Characterization of polyhydroxyalkanoate production capacity, composition and weight synthesized by Burkholderia cepacia JC-1 from various carbon sources.

Polyhydroxyalkanoates (PHA) are microbial polymers that have received widespread attention in recent decades as potential alternatives to some petrochemical-based plastics. However, widespread use of PHA is often impeded by its cost of production. Therefore, the search for and systematic investigation of versatile microbial PHA producers capable of using various carbon sources, even in the form of animal fats, for PHA biosynthesis is desirable. This study highlights the PHA production capacity, monomer composition and molecular weight synthesized by Burkholderia cepacia JC-1, a locally isolated strain from soil, from various carbon sources. In the category of simple sugars and plant oils, the use of glucose and palm oil at C:N ratio of 40 resulted in the highest accumulation of 52 wt% and 36 wt% poly(3-hydroxybutyrate) [P(3HB)] homopolymer and dry cell weight of 2.56 g/L and 3.17 g/L, respectively. Interestingly, B. cepacia JC-1 was able to directly utilize animal-derived lipid in the form of crude and extracted chicken fat, resulting in appreciable dry cell weight and PHA contents of up to 3.19 g/L and 47 wt% respectively, surpassing even that of palm oil in the group of triglycerides as substrates. The presence of antibiotics (streptomycin) in cultivation medium did not significantly affect cell growth and polymer production.
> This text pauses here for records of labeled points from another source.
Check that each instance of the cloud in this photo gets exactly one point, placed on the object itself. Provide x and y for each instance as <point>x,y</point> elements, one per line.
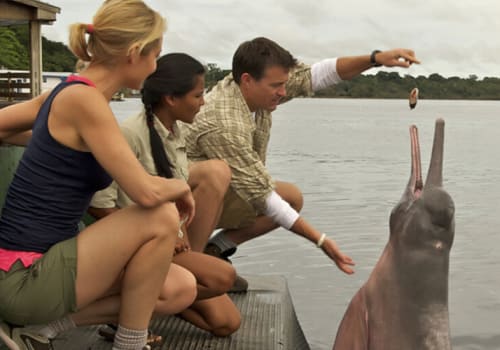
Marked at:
<point>451,38</point>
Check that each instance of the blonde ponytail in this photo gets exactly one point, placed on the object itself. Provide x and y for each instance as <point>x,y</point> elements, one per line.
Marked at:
<point>118,27</point>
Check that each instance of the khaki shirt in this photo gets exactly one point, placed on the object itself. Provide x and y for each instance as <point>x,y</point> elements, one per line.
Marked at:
<point>136,133</point>
<point>225,128</point>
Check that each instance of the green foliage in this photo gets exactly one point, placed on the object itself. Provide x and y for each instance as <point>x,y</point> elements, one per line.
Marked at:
<point>392,85</point>
<point>13,55</point>
<point>213,75</point>
<point>14,45</point>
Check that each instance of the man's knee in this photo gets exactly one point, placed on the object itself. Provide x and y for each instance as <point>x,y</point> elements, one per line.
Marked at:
<point>290,193</point>
<point>212,174</point>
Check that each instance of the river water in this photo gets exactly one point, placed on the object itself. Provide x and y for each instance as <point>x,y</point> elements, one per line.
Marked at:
<point>351,160</point>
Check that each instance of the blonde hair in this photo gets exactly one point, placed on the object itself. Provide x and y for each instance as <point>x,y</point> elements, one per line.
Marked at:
<point>118,27</point>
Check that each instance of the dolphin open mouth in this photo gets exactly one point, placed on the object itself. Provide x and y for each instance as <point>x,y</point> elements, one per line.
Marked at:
<point>435,173</point>
<point>416,183</point>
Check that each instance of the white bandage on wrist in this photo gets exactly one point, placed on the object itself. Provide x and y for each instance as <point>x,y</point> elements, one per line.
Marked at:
<point>321,240</point>
<point>324,74</point>
<point>280,211</point>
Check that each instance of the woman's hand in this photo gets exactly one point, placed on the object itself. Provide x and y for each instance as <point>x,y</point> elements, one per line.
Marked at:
<point>181,245</point>
<point>342,261</point>
<point>185,206</point>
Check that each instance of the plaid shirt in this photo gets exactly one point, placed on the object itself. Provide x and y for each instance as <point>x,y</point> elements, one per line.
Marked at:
<point>225,128</point>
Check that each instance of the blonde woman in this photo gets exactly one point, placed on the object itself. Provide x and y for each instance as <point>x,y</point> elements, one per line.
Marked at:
<point>114,270</point>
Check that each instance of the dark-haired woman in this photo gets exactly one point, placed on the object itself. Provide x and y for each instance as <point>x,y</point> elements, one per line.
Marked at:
<point>174,92</point>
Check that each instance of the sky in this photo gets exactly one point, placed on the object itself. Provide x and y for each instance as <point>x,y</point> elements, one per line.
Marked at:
<point>450,37</point>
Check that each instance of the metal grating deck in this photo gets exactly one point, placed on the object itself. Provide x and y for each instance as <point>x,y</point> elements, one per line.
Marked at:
<point>269,322</point>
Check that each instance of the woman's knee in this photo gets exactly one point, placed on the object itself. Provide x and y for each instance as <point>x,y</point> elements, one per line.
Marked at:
<point>179,291</point>
<point>224,279</point>
<point>163,221</point>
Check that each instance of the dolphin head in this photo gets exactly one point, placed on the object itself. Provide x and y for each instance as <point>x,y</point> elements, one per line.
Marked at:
<point>422,223</point>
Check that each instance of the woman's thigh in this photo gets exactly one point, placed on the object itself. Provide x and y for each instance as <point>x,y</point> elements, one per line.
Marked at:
<point>106,247</point>
<point>43,291</point>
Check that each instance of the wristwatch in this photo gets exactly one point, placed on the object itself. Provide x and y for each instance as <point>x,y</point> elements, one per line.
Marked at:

The supply of sodium pentanoate as a co-substrate resulted in the incorporation of 3-hydroxyvalerate (3HV) monomer at fractions up to 37 mol%. The molecular weight of polymers produced from glucose, palm oil and chicken fat were in the range of 991-2118 kDa, higher than some reported studies involving native strains. The results from this study form an important basis for possible improvements in using B. cepacia JC-1 and crude chicken fats in solid form for PHA production in the future.